ふじもんです。今回の投稿が遅れてしまい、楽しみにして下さっていた方をはじめ色んな方にご迷惑をおかけして申し訳ありませんでしたm(_ _)m
時間をしっかり確保して、今後もがんばって連載を続けていきます!

遅れを取り戻すために、まずは前回の認知症の投稿のおさらいから話を進めていきます。

記憶の分類モデルを基に認知症を理解する

前回は人間の記憶の仕組みを説明しながら、認知症の方はどんな記憶機能が障害されてしまうのかを解説しました。
具体的には、記憶する時間(短い間しか記憶できないのか、長期的に記憶できるのか)と記憶する内容(例えば言語化できるのか、または、いわゆる体で覚える記憶なのか)を説明しました。
以下、前回の引用です。

アルツハイマー型認知症は、記憶障害が目立つ認知症と言われています。
そして具体的には初期の頃からの近時記憶によるエピソード記憶の障害が特徴的と言われています。
ただ、長期記憶の手続き記憶は比較的遅くまで保たれているため、昨日のことは忘れているが数十年前のことは覚えている、昔からなじんだ動作や作業はスムーズにできるといった状態が起こるようになります。

このアルツハイマー型認知症を改めて説明すると(前回の答え合わせ的に)以下のようになります!

アルツハイマー型認知症は、記憶障害が目立つ認知症と言われています。
そして具体的には情報を保持する時間が数分単位の近似記憶による知識言葉の意味に関する記憶、思考の材料となる意味記憶や、個人的な体験や出来事に関するエピソード記憶の障害が初期の頃から特徴的と言われています。
ただ、記憶の保持が数週間から数年単位である長期記憶で、かつ、身体の動きとして記憶している(体で覚える記憶)手続き記憶は比較的遅くまで保たれているため…。

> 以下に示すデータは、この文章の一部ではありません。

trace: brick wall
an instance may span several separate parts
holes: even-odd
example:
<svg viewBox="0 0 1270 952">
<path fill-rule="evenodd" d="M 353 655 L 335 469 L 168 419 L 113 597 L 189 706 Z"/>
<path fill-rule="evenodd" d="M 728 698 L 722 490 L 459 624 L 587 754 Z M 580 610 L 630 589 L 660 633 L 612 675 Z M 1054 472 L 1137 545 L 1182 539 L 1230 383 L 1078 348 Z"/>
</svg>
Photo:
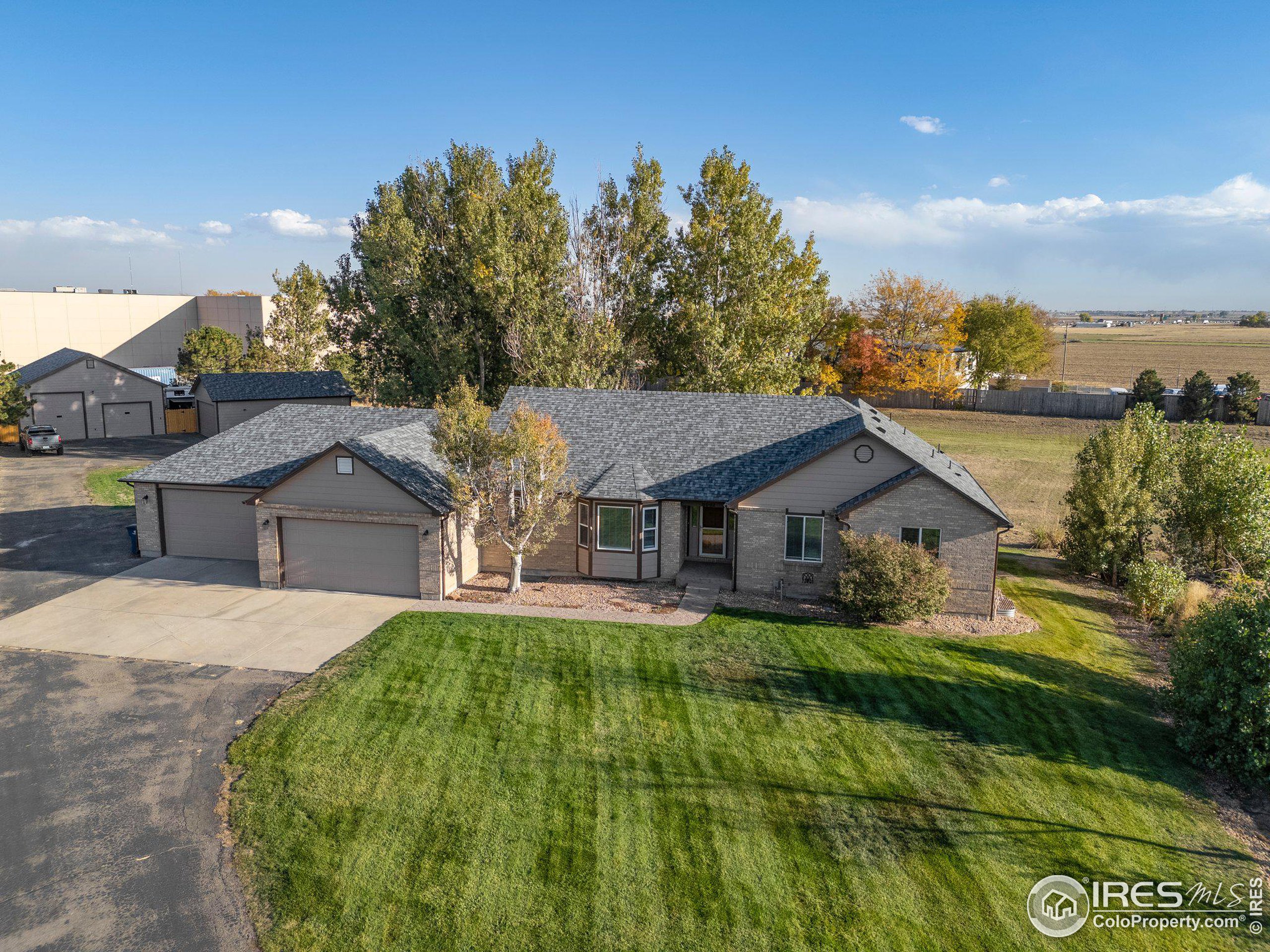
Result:
<svg viewBox="0 0 1270 952">
<path fill-rule="evenodd" d="M 771 594 L 780 581 L 785 594 L 817 597 L 828 594 L 837 574 L 838 531 L 832 513 L 824 517 L 824 560 L 785 561 L 785 510 L 737 510 L 737 588 Z"/>
<path fill-rule="evenodd" d="M 673 580 L 683 565 L 683 505 L 662 503 L 662 574 L 659 579 Z"/>
<path fill-rule="evenodd" d="M 855 532 L 899 538 L 904 526 L 937 528 L 940 559 L 951 574 L 946 611 L 988 616 L 997 566 L 997 523 L 983 509 L 933 476 L 918 476 L 870 499 L 847 523 Z"/>
<path fill-rule="evenodd" d="M 132 500 L 137 506 L 137 543 L 146 559 L 163 555 L 159 536 L 159 487 L 152 482 L 135 482 Z"/>
<path fill-rule="evenodd" d="M 371 513 L 351 509 L 314 509 L 307 506 L 257 503 L 257 559 L 260 565 L 260 588 L 279 585 L 278 537 L 279 518 L 334 519 L 337 522 L 375 522 L 415 526 L 419 531 L 419 598 L 441 598 L 441 519 L 431 513 Z M 265 529 L 260 523 L 268 518 Z M 283 546 L 286 542 L 283 542 Z"/>
</svg>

記憶の分類についても参照しながら読んでいただくと、いいかなと思います。そして、今回は人の認知機能にフォーカスを当てて認知症を説明していきます。

認知機能の障害から認知症を理解する

Ⅱ 認知機能の障害

そもそも認知機能とは、知覚から判断に至る全ての情報処理の過程のことをさしています。
認知機能に障害が出るということは、知覚から思考、判断力に至る広範囲の能力が阻害されることを意味していて、以下の様々な症状が出るようになります。

Ⅱ-1 失見当(見当識障害)

時間や場所、それに関連した周囲の状況を把握する機能が上手く働かなくなり、時間や季節、場所の見当がつかない状態になっていることです。
アルツハイマー型認知症で強く現れることがあります。

Ⅱ-2 失語

言葉を理解することや言葉を発することが障害されたり、できなくなったりする状態になっていることです。

Ⅱ-3 失認

聴力や視力などの感覚器の衰えや障害は認められないが、見たり聞いたりしている対象を正しく認識できなくなっている状態のことです。
例えば、家族や親しい人の名前は分かるのに、その人の顔を見ても分からない(相貌失認)といったことです。
僕の父方の祖母にも認知症があったのですが、面会の際に孫である僕のことを息子だと(僕の父親)と勘違いして、それを説明しても
理解できていないといった出来事がありました。それがこの失認に当たります。
たぶん、父親と僕が似ているということもその理由にはあったと思うのですが。

Ⅱ-4 失行

身体を動かす機能の障害は認められていないが目的に応じた行動ができなくなってしまう状態のことです。
認知症の早期から目立つ状態で、日常的に使っている機械の操作が上手くできなくなる、例えば、電子レンジのタイマーのセットの仕方が分からなくなるといったようにです。
中等度、高度の認知症の場合には、着衣失行といって上着の袖に足を入れようとしたり、ズボンを頭から被ろうとすることがあります。
ただ、認知症が進むと様々な認知機能が障害されるため、ズボンを頭から被ろうとする行為が失行のためなのか、先述した失認によるものなのかの判断が難しくなるのが実情です。

Ⅱ-5 実行(遂行)機能障害

目的のある、一連の行動を有効に使うために必要な計画、実行、監視能力などを含む、複雑な認知機能が障害された状態のことです。
例えば、それまで手際よくできていた料理などの作業ができなくなってしまうということが起こります。
それ以外にも入浴や排泄動作なども実行機能によって支えられているため、認知症になるとそういった当たり前と思って行っていた一連の動作が、途中で分からなくなってしまったり、動作が途中で止まってしまうといったことが起こります。

例を使って認知機能の障害を整理してみる

認知症とは何か?を説明した記事で載せた例をもとに、認知機能の障害を整理してみましょう!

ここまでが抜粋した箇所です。